2) (1904) (zeem.) paraplu.

• De koe rukt zich tos en nu met de parapluie boven den kop, ging het beest aan der. haal. Toen zij eindelijk tot staan werd gebracht, ontving onze goede landman zijn „stok met vodden” terug, want van regenscherm was geen sprake meer. (Limburger koerier, 23/06/1904)

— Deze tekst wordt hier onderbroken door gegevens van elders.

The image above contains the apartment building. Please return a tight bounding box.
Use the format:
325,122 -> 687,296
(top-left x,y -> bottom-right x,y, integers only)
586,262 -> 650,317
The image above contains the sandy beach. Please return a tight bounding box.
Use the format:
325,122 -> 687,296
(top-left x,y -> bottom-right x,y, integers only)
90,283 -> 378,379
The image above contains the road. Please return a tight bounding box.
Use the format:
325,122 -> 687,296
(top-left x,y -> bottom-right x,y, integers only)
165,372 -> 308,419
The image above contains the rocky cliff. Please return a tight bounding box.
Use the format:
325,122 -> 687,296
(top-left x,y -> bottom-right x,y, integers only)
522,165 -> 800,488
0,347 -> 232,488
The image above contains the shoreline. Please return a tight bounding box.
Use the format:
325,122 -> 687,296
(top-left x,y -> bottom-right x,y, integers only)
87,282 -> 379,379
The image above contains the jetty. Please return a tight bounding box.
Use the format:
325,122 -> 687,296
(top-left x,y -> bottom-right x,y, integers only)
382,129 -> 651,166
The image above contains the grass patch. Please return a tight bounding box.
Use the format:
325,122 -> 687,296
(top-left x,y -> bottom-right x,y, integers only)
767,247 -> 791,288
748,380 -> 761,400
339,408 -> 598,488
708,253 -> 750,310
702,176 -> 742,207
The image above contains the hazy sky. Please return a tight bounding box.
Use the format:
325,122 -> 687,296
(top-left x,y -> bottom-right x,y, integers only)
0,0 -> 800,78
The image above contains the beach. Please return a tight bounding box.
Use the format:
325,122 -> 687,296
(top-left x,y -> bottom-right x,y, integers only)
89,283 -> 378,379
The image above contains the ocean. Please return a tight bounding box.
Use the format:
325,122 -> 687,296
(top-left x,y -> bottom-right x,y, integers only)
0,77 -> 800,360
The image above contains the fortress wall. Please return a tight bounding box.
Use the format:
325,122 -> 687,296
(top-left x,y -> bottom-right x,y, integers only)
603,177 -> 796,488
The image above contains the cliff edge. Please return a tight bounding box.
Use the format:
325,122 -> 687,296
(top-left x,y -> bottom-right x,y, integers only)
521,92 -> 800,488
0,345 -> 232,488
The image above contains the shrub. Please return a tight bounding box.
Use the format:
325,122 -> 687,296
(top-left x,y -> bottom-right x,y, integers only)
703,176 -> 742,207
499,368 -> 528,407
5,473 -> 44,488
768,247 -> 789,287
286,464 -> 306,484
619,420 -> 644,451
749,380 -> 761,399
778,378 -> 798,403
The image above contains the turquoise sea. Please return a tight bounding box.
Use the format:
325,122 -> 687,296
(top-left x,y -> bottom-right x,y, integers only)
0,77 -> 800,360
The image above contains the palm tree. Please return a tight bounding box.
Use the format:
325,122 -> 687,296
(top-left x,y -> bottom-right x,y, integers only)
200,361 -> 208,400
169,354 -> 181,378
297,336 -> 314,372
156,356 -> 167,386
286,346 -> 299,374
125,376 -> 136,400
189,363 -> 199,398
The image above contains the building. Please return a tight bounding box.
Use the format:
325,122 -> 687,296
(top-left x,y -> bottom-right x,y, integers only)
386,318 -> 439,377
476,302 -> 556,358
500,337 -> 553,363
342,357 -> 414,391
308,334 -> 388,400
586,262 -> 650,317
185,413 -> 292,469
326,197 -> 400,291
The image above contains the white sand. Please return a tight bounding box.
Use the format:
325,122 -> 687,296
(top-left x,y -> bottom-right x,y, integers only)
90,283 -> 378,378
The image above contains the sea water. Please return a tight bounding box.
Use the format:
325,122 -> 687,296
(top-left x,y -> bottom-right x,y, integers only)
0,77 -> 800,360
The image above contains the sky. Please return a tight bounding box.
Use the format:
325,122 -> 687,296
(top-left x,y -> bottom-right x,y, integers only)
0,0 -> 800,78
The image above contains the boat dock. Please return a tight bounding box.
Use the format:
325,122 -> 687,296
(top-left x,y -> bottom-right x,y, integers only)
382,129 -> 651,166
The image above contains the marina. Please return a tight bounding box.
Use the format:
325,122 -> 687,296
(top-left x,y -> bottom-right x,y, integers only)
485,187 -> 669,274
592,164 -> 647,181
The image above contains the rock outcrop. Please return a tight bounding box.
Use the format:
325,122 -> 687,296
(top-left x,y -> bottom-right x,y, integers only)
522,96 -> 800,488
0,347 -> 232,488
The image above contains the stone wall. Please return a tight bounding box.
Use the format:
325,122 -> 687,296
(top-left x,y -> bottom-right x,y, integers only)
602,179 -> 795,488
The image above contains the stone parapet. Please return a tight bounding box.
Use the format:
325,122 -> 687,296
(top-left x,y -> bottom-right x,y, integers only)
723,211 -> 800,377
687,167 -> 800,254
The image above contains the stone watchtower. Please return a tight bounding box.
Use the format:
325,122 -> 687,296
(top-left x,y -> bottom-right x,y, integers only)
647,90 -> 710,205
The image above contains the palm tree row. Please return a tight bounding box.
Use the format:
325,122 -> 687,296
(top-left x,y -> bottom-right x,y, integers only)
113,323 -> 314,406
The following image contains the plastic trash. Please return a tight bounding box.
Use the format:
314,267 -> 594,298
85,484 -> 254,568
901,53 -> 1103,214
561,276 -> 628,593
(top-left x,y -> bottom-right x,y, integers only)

• We zagen er piekfijn uit—ieder hadden we een fijn zwart pak gehuurd bij een begrafenis ondernemer—‘n stok met vodden" in de lK hand vanwege een bui regen. (Sumatra-bode, 18/11/1915)
• Weet U hoe wij dat noemen?" Commandeur Viëtor van het opleidingsschip, de Pollux wees op de parapluie, die ik uit klimatologisch verantwoorde sleur overal mee heensleep.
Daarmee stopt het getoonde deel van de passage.